PBC has the Rowhouse Red, a full-bodied red farmhouse ale that references our predominant housing style, and the Walt Wit, a Belgian-style white beer named for the local poet.
Local craft brewing is a growing concern, too. It’s a 5.1 billion dollar industry that grew 6.5 percent by volume and 11 percent in dollars from 2006-07. Also, the number of regional craft breweries grew from 49 to 53 and microbreweries from 359 to 392 in the same time period. And even with a sinking economy causing failures in other sectors, the alcohol industry, for obvious reasons, is usually recession-proof.
Aside from different tastes, clever names and the boost to our local economy, there’s something else that draws people to local beer: a link between a craft, a place, and the people who made it.
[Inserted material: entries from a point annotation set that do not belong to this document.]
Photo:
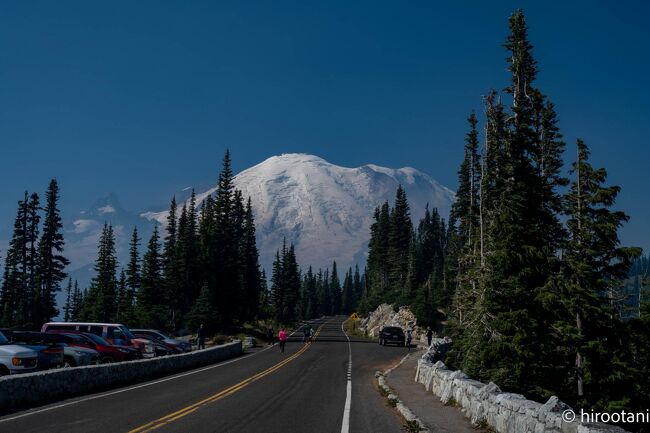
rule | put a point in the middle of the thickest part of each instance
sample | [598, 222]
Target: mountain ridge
[324, 209]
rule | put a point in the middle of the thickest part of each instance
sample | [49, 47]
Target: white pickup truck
[15, 359]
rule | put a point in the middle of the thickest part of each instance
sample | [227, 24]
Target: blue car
[50, 353]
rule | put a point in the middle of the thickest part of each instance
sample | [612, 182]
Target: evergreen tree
[51, 262]
[581, 296]
[13, 283]
[203, 312]
[347, 296]
[32, 298]
[76, 303]
[399, 237]
[151, 303]
[101, 301]
[133, 268]
[335, 290]
[377, 286]
[251, 275]
[123, 311]
[170, 261]
[67, 308]
[285, 285]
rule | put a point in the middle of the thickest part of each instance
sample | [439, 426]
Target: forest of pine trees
[34, 263]
[294, 296]
[203, 270]
[528, 269]
[406, 264]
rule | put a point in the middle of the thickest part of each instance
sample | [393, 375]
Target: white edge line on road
[119, 391]
[345, 426]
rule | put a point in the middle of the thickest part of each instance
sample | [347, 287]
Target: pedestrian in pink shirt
[282, 336]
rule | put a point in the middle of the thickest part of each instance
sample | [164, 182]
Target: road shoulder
[425, 406]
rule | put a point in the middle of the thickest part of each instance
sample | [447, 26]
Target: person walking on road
[306, 333]
[269, 335]
[282, 336]
[200, 337]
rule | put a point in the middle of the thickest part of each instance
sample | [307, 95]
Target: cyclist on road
[408, 339]
[307, 332]
[282, 336]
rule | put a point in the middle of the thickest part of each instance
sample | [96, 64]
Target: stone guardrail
[504, 412]
[52, 385]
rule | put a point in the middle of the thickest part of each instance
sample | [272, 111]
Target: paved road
[309, 388]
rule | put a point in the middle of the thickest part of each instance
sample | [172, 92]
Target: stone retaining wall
[504, 412]
[52, 385]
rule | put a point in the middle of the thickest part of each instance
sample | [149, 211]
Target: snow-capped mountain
[324, 209]
[82, 231]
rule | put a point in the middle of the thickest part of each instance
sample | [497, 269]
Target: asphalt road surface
[326, 386]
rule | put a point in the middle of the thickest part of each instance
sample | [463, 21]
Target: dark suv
[392, 335]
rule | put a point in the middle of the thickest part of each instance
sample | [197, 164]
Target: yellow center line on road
[160, 422]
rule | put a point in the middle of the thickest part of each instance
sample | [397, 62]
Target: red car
[114, 333]
[107, 351]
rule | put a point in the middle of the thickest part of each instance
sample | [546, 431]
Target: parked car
[178, 346]
[16, 359]
[50, 353]
[115, 333]
[107, 352]
[392, 335]
[160, 348]
[73, 355]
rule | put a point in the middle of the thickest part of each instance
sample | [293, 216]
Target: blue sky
[142, 98]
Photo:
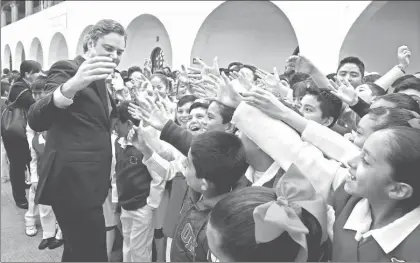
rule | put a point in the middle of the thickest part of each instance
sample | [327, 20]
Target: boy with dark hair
[351, 69]
[215, 163]
[321, 106]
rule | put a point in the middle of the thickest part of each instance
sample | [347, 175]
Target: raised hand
[273, 83]
[266, 102]
[151, 113]
[344, 91]
[303, 64]
[207, 70]
[93, 69]
[404, 56]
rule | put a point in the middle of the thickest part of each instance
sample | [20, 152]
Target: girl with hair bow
[257, 224]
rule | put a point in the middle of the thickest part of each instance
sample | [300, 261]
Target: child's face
[191, 176]
[183, 115]
[370, 172]
[364, 92]
[214, 121]
[311, 110]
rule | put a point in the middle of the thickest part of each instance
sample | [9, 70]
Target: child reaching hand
[216, 161]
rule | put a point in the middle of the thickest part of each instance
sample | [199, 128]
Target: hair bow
[294, 191]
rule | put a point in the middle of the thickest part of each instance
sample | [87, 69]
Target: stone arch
[7, 58]
[145, 33]
[238, 30]
[20, 55]
[36, 51]
[58, 49]
[378, 32]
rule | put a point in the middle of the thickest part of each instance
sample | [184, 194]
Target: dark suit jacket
[76, 165]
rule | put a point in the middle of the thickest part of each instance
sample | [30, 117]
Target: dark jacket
[190, 243]
[133, 178]
[176, 136]
[76, 164]
[347, 249]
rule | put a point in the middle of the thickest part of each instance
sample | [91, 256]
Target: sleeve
[176, 136]
[33, 166]
[166, 170]
[390, 77]
[114, 191]
[329, 142]
[43, 113]
[361, 108]
[60, 101]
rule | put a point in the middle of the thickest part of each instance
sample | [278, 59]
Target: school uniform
[268, 178]
[355, 242]
[49, 223]
[139, 193]
[190, 243]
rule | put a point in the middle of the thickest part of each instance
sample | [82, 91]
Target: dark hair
[389, 117]
[29, 66]
[331, 76]
[404, 156]
[162, 76]
[123, 113]
[298, 77]
[371, 78]
[219, 157]
[376, 89]
[410, 83]
[133, 69]
[401, 79]
[185, 99]
[353, 60]
[39, 84]
[198, 104]
[330, 104]
[232, 218]
[402, 101]
[225, 111]
[5, 87]
[102, 28]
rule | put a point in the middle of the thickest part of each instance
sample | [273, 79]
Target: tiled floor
[16, 246]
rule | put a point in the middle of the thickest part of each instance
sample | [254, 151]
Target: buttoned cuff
[61, 101]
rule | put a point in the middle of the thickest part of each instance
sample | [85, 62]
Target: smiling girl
[378, 207]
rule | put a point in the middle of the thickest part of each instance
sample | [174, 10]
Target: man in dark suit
[75, 169]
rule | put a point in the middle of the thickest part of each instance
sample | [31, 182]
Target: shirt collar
[124, 143]
[41, 139]
[387, 237]
[267, 176]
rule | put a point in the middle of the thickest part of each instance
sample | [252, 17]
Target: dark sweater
[176, 136]
[347, 249]
[133, 178]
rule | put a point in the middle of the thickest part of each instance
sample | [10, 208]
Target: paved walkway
[16, 246]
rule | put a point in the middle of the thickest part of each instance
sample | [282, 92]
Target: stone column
[29, 8]
[3, 18]
[15, 12]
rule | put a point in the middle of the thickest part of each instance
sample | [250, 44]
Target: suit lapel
[101, 89]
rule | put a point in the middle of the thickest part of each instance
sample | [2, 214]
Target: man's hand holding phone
[93, 69]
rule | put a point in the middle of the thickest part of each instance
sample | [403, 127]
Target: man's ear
[328, 121]
[400, 191]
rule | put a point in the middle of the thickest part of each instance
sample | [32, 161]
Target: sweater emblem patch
[189, 238]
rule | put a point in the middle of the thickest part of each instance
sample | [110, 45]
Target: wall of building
[263, 33]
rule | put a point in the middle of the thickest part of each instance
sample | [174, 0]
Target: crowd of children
[239, 164]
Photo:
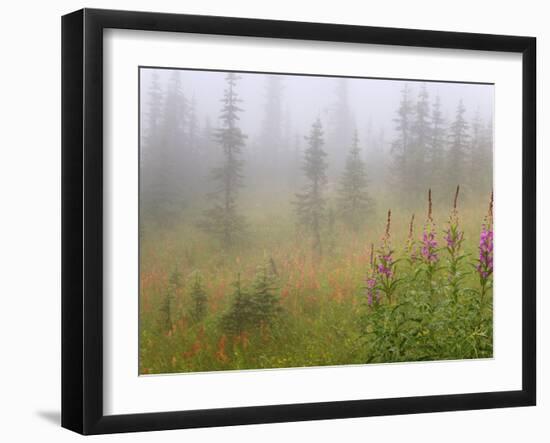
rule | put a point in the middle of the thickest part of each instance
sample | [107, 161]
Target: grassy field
[320, 310]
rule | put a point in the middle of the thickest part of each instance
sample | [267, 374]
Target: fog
[180, 112]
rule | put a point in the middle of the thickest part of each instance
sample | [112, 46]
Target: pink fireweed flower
[385, 259]
[411, 249]
[370, 288]
[428, 243]
[485, 266]
[453, 234]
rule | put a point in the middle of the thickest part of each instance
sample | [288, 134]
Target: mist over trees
[215, 146]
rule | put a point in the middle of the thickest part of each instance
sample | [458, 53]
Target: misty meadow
[297, 220]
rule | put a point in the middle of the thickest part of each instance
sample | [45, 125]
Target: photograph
[295, 220]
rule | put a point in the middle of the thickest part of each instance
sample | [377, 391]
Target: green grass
[324, 317]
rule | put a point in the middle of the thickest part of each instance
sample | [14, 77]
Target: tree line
[178, 153]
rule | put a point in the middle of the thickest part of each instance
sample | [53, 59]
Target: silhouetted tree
[310, 204]
[354, 202]
[459, 139]
[435, 155]
[223, 219]
[400, 147]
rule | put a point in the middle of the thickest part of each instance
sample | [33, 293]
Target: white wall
[30, 218]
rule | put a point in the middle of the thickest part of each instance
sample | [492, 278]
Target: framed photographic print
[269, 221]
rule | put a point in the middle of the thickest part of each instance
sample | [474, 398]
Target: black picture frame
[82, 220]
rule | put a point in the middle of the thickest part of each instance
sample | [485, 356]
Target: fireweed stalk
[485, 265]
[370, 289]
[453, 239]
[428, 249]
[385, 270]
[411, 251]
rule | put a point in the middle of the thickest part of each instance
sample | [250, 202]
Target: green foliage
[310, 204]
[223, 219]
[166, 308]
[354, 202]
[264, 297]
[199, 298]
[254, 307]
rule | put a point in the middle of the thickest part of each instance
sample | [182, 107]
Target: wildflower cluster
[370, 290]
[485, 265]
[453, 235]
[385, 269]
[428, 249]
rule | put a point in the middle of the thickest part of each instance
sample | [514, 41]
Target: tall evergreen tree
[436, 147]
[419, 135]
[272, 126]
[310, 204]
[354, 201]
[264, 296]
[400, 173]
[199, 298]
[223, 219]
[481, 153]
[164, 178]
[150, 125]
[340, 125]
[459, 138]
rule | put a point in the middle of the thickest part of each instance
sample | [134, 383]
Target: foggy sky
[372, 101]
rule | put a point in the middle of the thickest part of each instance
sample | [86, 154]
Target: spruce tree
[170, 295]
[354, 203]
[459, 138]
[164, 183]
[264, 298]
[223, 219]
[241, 313]
[400, 172]
[340, 124]
[310, 204]
[199, 298]
[481, 152]
[420, 134]
[272, 125]
[436, 147]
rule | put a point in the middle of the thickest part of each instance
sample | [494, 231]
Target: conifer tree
[151, 123]
[240, 316]
[199, 298]
[419, 134]
[223, 219]
[174, 284]
[272, 126]
[459, 138]
[480, 167]
[310, 204]
[353, 200]
[400, 172]
[436, 146]
[265, 300]
[340, 124]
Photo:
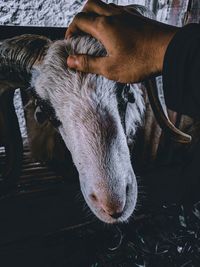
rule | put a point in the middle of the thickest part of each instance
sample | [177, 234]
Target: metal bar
[53, 33]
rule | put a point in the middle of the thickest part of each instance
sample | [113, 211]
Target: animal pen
[44, 220]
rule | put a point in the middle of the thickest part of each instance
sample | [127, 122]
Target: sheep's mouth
[106, 218]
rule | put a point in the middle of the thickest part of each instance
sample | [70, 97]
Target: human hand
[135, 45]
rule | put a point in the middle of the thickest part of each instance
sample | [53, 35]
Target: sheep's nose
[112, 208]
[116, 215]
[115, 211]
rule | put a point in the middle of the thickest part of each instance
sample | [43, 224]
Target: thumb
[86, 63]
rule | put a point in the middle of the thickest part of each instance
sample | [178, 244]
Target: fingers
[86, 63]
[83, 22]
[100, 8]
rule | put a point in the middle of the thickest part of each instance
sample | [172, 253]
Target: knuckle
[101, 22]
[84, 63]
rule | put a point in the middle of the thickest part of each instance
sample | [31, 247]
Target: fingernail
[72, 61]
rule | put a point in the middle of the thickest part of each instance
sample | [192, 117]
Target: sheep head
[91, 127]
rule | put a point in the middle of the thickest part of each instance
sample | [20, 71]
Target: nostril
[93, 197]
[116, 215]
[127, 189]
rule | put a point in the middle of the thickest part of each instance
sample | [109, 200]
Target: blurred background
[42, 222]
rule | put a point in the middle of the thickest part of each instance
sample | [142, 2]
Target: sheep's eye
[44, 111]
[131, 97]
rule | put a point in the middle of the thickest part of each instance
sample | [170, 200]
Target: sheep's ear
[39, 116]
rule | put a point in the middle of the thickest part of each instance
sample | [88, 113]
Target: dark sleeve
[181, 71]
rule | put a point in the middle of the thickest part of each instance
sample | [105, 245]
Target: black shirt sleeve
[181, 72]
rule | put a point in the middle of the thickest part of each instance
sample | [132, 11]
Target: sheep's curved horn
[162, 118]
[19, 54]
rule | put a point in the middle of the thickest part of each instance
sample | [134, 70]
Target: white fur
[86, 105]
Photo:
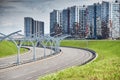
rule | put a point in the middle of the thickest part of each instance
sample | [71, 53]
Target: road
[31, 71]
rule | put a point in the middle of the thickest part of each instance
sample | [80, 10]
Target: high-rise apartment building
[105, 14]
[115, 19]
[55, 20]
[33, 27]
[74, 18]
[83, 22]
[66, 21]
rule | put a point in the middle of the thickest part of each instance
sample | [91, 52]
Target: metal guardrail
[44, 40]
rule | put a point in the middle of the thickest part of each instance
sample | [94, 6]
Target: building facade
[105, 14]
[83, 22]
[55, 20]
[33, 28]
[115, 19]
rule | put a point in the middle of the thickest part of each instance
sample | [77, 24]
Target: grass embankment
[8, 48]
[105, 67]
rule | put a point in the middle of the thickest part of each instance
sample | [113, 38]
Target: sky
[12, 12]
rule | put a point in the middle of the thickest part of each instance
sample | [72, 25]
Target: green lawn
[8, 49]
[105, 67]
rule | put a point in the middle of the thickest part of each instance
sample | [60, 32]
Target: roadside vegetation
[105, 67]
[8, 48]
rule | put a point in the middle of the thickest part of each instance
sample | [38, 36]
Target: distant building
[83, 22]
[90, 20]
[66, 21]
[115, 19]
[55, 19]
[33, 27]
[74, 18]
[105, 14]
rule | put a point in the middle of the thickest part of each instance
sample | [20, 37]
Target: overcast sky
[12, 12]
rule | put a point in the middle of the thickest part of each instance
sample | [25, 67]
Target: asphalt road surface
[31, 71]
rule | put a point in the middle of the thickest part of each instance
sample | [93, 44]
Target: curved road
[31, 71]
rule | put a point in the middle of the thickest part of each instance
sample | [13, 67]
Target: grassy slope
[105, 67]
[8, 48]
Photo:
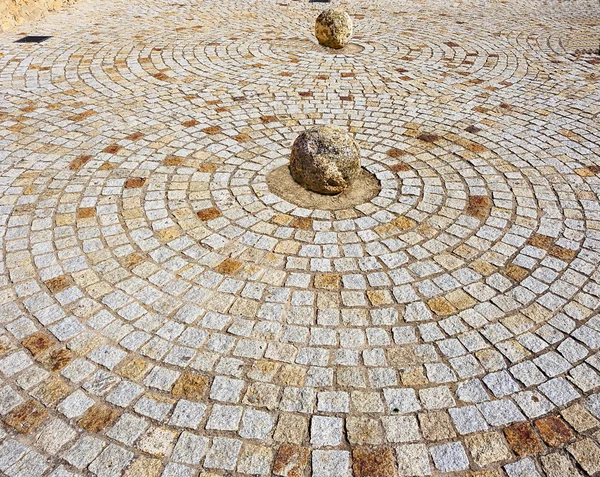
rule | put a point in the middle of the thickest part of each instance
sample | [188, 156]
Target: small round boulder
[333, 28]
[325, 159]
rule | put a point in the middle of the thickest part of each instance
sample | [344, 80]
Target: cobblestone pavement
[164, 313]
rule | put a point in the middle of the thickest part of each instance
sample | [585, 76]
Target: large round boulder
[325, 159]
[333, 28]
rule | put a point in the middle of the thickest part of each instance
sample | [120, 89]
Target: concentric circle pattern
[165, 312]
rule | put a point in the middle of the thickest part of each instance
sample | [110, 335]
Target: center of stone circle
[364, 188]
[325, 159]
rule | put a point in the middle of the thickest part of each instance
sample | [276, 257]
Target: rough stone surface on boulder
[325, 159]
[333, 28]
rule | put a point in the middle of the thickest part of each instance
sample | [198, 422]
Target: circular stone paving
[170, 307]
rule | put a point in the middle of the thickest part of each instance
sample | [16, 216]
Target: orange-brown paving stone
[98, 417]
[229, 266]
[553, 430]
[134, 136]
[79, 162]
[38, 343]
[290, 461]
[327, 281]
[112, 149]
[523, 439]
[57, 284]
[242, 138]
[208, 167]
[191, 386]
[540, 241]
[134, 182]
[86, 212]
[302, 223]
[59, 358]
[562, 253]
[441, 306]
[396, 153]
[189, 124]
[173, 161]
[373, 462]
[26, 417]
[209, 214]
[404, 223]
[51, 391]
[133, 259]
[378, 297]
[515, 272]
[135, 369]
[479, 201]
[212, 130]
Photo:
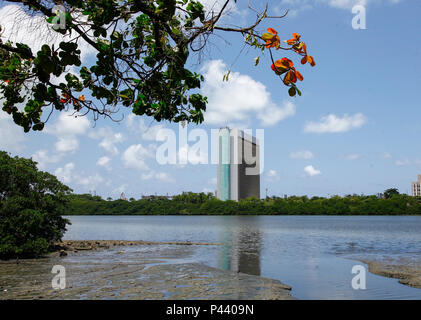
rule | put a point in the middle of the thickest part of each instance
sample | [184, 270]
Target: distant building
[238, 165]
[416, 187]
[155, 197]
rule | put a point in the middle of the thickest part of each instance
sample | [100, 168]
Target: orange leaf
[273, 31]
[293, 76]
[287, 78]
[267, 36]
[311, 61]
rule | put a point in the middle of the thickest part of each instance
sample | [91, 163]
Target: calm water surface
[313, 254]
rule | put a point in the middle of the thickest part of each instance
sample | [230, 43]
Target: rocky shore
[131, 270]
[407, 271]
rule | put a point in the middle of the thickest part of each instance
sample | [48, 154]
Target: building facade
[416, 187]
[238, 174]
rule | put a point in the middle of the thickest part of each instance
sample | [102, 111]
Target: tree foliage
[206, 204]
[31, 205]
[142, 49]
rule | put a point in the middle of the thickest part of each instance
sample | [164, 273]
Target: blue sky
[355, 129]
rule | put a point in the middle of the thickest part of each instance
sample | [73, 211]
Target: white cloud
[297, 5]
[305, 154]
[104, 162]
[272, 175]
[135, 157]
[90, 182]
[311, 171]
[187, 154]
[65, 173]
[161, 176]
[109, 139]
[240, 99]
[208, 190]
[67, 127]
[401, 163]
[43, 158]
[11, 135]
[352, 156]
[68, 175]
[334, 124]
[147, 131]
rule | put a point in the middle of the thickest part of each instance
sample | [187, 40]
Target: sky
[355, 129]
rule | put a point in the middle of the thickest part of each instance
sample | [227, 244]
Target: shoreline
[65, 246]
[101, 269]
[407, 272]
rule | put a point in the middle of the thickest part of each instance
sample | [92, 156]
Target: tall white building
[238, 165]
[416, 187]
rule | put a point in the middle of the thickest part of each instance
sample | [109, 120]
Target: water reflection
[242, 244]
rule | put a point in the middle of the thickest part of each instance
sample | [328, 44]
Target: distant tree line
[388, 203]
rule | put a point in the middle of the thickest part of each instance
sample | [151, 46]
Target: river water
[313, 254]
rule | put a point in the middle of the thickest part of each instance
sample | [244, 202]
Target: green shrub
[31, 205]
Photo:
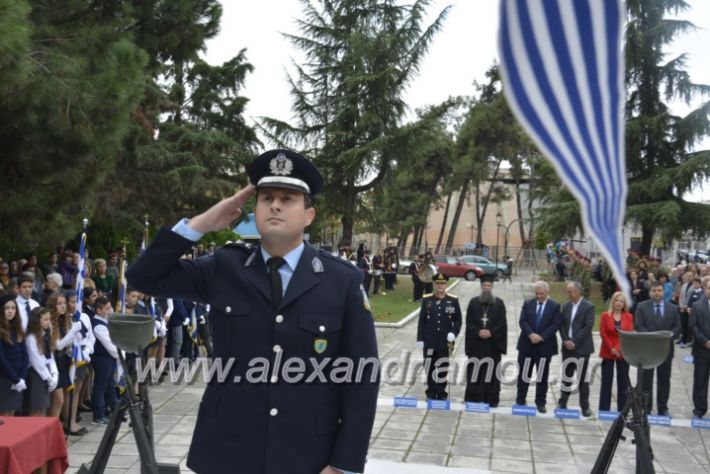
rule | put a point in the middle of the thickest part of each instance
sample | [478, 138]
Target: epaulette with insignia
[237, 245]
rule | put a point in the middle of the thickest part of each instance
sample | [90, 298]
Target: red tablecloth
[27, 443]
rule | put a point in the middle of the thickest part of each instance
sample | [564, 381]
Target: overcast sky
[460, 54]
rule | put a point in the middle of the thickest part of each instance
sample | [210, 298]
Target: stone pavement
[417, 440]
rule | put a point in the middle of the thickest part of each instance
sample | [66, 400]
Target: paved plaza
[417, 440]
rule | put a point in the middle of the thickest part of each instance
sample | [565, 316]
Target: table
[28, 443]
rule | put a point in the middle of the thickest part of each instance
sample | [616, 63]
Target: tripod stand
[642, 350]
[638, 423]
[131, 333]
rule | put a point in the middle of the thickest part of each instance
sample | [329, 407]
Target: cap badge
[281, 165]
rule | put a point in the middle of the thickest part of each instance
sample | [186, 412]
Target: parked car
[488, 267]
[454, 267]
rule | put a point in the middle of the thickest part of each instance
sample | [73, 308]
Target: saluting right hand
[222, 214]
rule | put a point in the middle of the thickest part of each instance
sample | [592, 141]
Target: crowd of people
[677, 300]
[55, 362]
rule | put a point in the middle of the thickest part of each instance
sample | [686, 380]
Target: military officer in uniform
[439, 324]
[282, 302]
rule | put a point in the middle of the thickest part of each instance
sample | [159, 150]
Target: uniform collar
[292, 258]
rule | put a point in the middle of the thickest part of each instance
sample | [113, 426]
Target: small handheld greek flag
[563, 75]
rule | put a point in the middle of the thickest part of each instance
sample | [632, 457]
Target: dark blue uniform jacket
[270, 425]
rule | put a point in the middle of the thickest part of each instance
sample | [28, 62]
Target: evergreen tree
[348, 95]
[71, 77]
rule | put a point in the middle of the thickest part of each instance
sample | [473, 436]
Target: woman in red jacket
[617, 318]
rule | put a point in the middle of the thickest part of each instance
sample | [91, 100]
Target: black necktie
[275, 276]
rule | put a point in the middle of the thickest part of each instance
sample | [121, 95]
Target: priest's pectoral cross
[485, 319]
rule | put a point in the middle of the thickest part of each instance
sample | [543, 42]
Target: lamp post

Something that ties together the history and future of a place into that special feeling you get when you realize that an area is your home.
Philly’s craft beer industry rose out of the home brewing culture of an unknown number of basement bottlers—people who liked to make new and interesting beers for their friends and family.
Some are members of the Homebrewers of Philadelphia and Suburbs, a local club that often meets at Home Sweet Homebrew, a brewing shop on Sansom St.
Walk into the charming Homebrew and you’ll not only smell a rich, bready mixture of grains, but meet two fat, dusty orange cats, Jake and Elwood. George Hummel and wife Nancy Rigberg have run the shop for 22 years, well before craft beer was widely available or produced. They’ve seen the craft beer boom raise people’s interest in home brewing, and oddly enough, occasionally hurt their sales.
“At one point, we found that sales were down and a lot of our customers were saying, ‘Well, there’s so much good beer out there—why should I bother?’ And all of a sudden, a year or two goes by and they realize that they miss the creative aspect of it—making something that’s yours.”
Bill Covaleski, of Victory Brewing Co. in Downington, followed his passion for making something that was his own into a successful local brewing company. “In 1985, I was a recent graduate of the Tyler School of Art and I borrowed my dad’s home brewing kit,” he says. “I enjoyed it so much that I wanted to make it my real job.” After training in the industry he helped start Victory in 1996.
The other brewer actually in town, PBC, is one of the youngest of the local craft brewers. PBC was founded in 2007 by Nancy and Bill Barton, who formally co-owned Yards with Kehoe. When the two groups split, PBC kept the Kensington brewery building, which historically was home to the Weisbrod & Hess Brewery, while Kehoe kept the Yards name.
Although PBC’s much younger as a standalone company, they have quickly made a name for themselves in Philly with their distinctive retro labels, strong commitment to local promotion and support of projects like Greensgrow Farm, farmer’s markets and Sustainable Table, an online resource for sustainable living.
Considering the troubled economy, one might think that the slightly more expensive craft beers will suffer, but John Rehm, Brewer-in-Chief of PBC, isn’t worried. “If anything, people will be doing more drinking at home,” he says. “Maybe they’ll buy less beer, but better beer. Beer is an affordable luxury.”
Covaleski is also optimistic about the future of local craft brewing. After the sale of Anheuser-Busch, the largest American brewer, to the global conglomerate InBev last year, and an announcement of the loss of 1,400 jobs at the brewery, he sees a possible shift away from the dominant beers available. “Now that American macro beer has been globalized, a lot of loyalties that were passed down might shift. Real honest-to-goodness local production could redefine what American brewing is.”